# Dart not eating as well



## daveyboy (Jan 12, 2009)

My female is still eating really well however my male is getting skinny by the day. The frustrating part is that he eats, but just not nearly enough to sustain a healthy weight. Any suggestions?


----------



## dj98ram (Dec 17, 2008)

I'm curious to see what the response to this is. I've got a pair of Azureus that I'm dealing with very similar symptoms as yours. In fact almost identical. Mine were showing signs of mating (male calling, female stroking males back) but I never saw any eggs.
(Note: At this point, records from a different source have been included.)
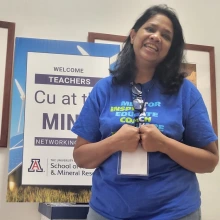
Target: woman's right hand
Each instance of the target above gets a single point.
(127, 138)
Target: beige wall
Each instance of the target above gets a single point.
(71, 20)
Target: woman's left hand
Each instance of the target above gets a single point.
(152, 140)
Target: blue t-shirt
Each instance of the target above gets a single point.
(170, 191)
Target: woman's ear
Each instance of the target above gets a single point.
(132, 35)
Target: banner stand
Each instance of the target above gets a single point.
(61, 211)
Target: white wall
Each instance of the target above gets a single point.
(72, 20)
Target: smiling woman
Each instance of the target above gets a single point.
(175, 142)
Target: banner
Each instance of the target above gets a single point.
(52, 80)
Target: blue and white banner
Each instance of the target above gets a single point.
(52, 80)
It was right after that the male started losing weight -- but he eats.
FF's are dusted every other feeding, temps stay in the range of 74-79 from night to day respectively, humidity stays between 90-100 as the tank is almost completely sealed. 29g tank.


----------



## Otis (Apr 16, 2006)

Have either of you gotten fecals on your frogs? 

Stress can cause parasites to manifest, which will sometimes cause frogs to become anorexic. I would suggest contacting Dr. Frye (Frye Brothers' Frogs) or Dr. Wright (Arizona Exotic Animal Hospital). Although your other frog is not showing symptoms, if one frog has parasites, the other also has it. I would suggest getting some amphibian ringers solution and quarentining the frogs separately to ensure each is getting enough food.


----------



## Rain_Frog (Apr 27, 2004)

> I'm curious to see what the response to this is. I've got a pair of Azureus that I'm dealing with very similar symptoms as yours. In fact almost identical. Mine were showing signs of mating (male calling, female stroking males back) but I never saw any eggs. It was right after that the male started losing weight -- but he eats.
> FF's are dusted every other feeding, temps stay in the range of 74-79 from night to day respectively, humidity stays between 90-100 as the tank is almost completely sealed. 29g tank.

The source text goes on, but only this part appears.